4 out of 5 stars Dragons on their shoulders   July 6, 1999
18 out of 19 found this review helpful

I picked up Three fatal Englishmen after my first Sebastian Faulks encounter, which was Birdsong.

The three people in question are young men of brilliance. Their talents - artistic, courageous, and intellectual - are as varied as their personalities and surrounding environments.

Yet there is commonality throughout the narratives. These are men with a thermal nuclear intensity of purpose and dedication - a snap dragon occupies each man's shoulder. These are men living within oceanic environments of change, where the forces that tempt them in to the water are the forces that eventually cover and destroy them.

Few people will have heard about the lives of Christopher, Richard and Jeremy before opening the book. I was glad about that. It creates a freshness that is often lacking in biographies; there are no prejudices or expectations beyond the historical setting of each story. The book is set barely a generation away from today, but few of us can really appreciate the lives and surroundings that Faulkes is describing.
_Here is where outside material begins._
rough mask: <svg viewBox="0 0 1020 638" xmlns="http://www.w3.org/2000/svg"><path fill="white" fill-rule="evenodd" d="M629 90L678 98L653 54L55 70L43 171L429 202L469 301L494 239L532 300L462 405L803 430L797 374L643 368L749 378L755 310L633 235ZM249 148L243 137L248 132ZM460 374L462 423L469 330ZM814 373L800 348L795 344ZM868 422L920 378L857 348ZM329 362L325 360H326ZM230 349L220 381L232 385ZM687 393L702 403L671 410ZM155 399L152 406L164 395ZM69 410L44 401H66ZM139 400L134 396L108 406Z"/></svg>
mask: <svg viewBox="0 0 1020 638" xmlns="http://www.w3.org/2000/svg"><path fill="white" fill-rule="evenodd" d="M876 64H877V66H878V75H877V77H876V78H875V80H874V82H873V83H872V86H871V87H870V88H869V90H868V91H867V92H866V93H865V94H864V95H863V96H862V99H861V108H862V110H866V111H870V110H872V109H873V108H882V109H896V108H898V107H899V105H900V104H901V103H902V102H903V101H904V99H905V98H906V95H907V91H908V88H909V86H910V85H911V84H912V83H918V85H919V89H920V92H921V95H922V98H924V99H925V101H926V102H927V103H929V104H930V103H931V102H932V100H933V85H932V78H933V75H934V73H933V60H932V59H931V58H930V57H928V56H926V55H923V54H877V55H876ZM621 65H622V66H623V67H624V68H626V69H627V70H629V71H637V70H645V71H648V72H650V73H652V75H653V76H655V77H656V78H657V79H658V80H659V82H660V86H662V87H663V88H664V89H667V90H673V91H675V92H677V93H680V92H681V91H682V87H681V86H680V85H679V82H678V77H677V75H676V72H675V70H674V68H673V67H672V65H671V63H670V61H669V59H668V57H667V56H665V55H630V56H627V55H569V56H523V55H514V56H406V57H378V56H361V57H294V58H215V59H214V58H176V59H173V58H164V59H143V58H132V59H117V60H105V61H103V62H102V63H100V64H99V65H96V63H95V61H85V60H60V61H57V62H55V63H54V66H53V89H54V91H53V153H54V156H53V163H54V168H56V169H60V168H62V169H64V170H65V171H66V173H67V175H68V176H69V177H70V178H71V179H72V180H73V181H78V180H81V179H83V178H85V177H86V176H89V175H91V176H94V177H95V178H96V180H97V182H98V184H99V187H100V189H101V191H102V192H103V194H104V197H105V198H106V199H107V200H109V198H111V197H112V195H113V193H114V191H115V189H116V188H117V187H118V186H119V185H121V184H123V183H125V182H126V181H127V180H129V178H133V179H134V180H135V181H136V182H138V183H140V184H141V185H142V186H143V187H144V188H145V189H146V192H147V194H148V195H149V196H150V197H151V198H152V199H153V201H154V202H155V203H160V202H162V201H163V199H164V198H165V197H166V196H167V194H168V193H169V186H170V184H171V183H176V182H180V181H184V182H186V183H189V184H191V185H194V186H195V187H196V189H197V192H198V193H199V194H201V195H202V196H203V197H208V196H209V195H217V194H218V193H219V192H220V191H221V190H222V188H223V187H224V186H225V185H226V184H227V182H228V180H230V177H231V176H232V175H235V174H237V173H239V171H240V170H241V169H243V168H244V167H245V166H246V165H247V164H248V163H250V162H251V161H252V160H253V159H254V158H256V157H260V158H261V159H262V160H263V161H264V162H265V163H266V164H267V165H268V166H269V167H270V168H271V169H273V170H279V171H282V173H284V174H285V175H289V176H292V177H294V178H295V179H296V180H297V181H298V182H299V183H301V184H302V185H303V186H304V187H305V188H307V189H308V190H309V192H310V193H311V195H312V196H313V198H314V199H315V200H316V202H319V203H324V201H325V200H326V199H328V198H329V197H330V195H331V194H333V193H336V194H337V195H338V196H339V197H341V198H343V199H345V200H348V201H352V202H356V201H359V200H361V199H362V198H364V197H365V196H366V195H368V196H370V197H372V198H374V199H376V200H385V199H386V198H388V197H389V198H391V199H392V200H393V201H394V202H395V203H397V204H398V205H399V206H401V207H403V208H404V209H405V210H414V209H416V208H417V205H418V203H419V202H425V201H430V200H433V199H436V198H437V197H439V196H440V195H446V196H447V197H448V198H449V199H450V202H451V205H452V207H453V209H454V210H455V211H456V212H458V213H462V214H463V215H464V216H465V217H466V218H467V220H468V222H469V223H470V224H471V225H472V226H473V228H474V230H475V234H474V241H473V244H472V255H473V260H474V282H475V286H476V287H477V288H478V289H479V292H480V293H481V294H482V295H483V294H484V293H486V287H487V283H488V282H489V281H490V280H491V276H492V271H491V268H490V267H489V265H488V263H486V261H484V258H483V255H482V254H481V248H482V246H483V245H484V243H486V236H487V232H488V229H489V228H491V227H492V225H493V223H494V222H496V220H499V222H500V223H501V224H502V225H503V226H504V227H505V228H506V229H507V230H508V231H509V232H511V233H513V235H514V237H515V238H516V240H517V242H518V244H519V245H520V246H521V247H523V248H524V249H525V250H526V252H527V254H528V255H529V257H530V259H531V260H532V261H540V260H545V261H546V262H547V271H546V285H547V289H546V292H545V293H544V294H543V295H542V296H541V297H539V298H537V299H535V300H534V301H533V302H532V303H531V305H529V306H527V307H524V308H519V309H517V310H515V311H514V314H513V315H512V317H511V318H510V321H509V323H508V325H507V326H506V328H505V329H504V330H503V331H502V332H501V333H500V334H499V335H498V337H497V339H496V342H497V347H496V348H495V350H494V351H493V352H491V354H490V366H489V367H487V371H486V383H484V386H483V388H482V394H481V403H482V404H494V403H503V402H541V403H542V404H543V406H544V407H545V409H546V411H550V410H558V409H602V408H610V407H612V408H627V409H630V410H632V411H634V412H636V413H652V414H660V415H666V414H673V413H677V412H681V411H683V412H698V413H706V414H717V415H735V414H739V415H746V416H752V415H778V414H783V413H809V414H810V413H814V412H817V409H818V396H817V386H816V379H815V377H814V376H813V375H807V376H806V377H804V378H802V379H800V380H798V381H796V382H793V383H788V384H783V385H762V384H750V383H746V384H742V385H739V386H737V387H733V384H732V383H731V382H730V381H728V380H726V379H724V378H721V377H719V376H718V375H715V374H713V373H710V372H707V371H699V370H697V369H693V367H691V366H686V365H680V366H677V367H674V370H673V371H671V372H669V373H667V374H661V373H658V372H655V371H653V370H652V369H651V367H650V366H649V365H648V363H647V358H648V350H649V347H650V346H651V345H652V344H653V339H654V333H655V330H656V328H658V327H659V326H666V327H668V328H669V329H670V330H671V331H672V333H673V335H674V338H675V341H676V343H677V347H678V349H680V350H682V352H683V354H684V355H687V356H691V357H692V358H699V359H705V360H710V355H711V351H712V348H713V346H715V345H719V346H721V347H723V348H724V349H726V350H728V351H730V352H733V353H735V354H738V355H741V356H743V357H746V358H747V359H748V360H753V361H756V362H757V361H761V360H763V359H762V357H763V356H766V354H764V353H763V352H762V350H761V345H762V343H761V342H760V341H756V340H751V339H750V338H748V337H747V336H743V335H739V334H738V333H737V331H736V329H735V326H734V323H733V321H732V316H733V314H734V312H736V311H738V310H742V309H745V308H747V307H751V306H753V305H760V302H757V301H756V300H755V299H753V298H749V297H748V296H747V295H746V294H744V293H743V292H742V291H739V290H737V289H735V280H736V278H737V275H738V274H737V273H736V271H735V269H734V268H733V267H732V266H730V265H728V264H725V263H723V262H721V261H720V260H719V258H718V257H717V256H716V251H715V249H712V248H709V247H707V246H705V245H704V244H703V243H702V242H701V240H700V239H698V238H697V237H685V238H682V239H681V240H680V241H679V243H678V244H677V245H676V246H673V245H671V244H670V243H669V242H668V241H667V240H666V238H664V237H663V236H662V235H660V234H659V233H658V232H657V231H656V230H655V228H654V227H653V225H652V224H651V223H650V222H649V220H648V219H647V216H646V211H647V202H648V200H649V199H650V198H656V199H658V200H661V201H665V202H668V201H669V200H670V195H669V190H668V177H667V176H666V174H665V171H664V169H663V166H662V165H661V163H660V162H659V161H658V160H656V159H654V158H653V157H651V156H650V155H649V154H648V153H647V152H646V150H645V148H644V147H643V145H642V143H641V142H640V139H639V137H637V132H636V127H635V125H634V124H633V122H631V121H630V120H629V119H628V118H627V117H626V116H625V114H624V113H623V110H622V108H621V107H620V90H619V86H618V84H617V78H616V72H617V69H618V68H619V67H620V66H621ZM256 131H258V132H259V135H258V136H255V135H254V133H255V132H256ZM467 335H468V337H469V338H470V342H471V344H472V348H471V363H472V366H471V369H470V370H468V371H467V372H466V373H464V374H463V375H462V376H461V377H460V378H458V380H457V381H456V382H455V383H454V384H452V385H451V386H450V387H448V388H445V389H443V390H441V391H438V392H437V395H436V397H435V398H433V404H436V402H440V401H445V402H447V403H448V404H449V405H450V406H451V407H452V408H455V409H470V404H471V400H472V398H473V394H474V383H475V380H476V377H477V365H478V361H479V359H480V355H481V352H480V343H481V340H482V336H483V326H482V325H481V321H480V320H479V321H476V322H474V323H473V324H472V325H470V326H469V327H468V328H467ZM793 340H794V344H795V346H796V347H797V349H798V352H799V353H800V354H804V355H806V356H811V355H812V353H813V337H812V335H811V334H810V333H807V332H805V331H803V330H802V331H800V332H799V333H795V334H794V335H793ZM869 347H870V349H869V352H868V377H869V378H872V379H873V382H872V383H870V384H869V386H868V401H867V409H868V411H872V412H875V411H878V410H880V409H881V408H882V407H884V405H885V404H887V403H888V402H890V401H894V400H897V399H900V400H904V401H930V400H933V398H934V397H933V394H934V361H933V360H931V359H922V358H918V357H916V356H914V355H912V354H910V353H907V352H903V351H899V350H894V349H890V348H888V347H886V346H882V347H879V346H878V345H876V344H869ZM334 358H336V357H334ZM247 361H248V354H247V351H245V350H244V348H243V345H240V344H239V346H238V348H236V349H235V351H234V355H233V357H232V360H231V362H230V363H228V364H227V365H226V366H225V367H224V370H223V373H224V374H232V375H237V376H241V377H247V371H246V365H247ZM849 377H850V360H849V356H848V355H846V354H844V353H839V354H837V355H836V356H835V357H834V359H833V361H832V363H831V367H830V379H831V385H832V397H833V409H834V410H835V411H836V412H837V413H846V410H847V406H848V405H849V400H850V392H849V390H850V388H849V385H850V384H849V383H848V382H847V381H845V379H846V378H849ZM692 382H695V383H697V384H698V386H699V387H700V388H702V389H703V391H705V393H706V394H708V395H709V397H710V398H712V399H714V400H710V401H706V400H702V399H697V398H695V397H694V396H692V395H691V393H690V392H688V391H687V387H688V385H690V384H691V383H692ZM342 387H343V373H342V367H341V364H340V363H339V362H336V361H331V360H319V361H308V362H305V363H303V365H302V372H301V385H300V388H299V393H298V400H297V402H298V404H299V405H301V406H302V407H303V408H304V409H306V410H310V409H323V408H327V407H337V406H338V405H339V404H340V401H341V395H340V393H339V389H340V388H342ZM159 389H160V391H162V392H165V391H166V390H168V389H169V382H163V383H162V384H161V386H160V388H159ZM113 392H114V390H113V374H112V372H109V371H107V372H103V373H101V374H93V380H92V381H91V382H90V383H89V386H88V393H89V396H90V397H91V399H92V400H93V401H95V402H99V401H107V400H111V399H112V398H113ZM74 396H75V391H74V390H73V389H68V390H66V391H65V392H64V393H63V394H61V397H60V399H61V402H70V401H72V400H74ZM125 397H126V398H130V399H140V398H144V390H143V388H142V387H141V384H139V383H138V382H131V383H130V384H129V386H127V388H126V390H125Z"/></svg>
How does Faulkes achieve this? Well I sensed the same kind of Ravel's Bolero approach that was evident in the final stages of Birdsong, where the narrative slowly builds and builds - tempting you towards the tragic climax. Mix in Faulkes' journalistic precision, the right focus and balance on historical detail and I think you have an answer for why these biographies work.

For me the most engaging was number two - the story of Richard Hillary the fighter pilot. Perhaps this is familiar territory for Faulks, the chaos of war and its' tragic ironies. I think it's easy to pick up the evident fascination for the incredible changes that war creates inside the individual.

Let me conclude by summarising Faulk's achievement as a well formed tribute to three fascinating men living in three different and compelling worlds. Enjoy the experience!


5 out of 5 stars Compelling biography of three exceptional British men   October 9, 1998
5 out of 5 found this review helpful

Acclaimed novelist Sebastian Faulks (Birdsong, Charlotte Gray) turns his hand to biography with this vivid account of the brief lives of a 1920s painter, a World War II flying ace, and a Cold War spy.

Christopher Wood was a gifted but struggling artist who eked out an existence on the fringes of the glittering Paris social scene, before committing suicide at the age of 29 in 1930. Richard Hillary was a decorated war hero who returned to flying after recovering from severe injuries, only to die in an fatal air crash at 24, and Jeremy Wolfenden was a formidably intelligent and rakish Cambridge graduate who may or may not have been recruited as a spy while working in Moscow in the early 1960s; at 31, burnt-out, he died of a suspected drink and drugs overdose.

Faulks writes an intense, compassionate account of these tragically short lives; immersing the reader in each gripping yet ultimately poignant personal story, as well as sharply evoking the decade to which each of the fatal Englishmen belonged.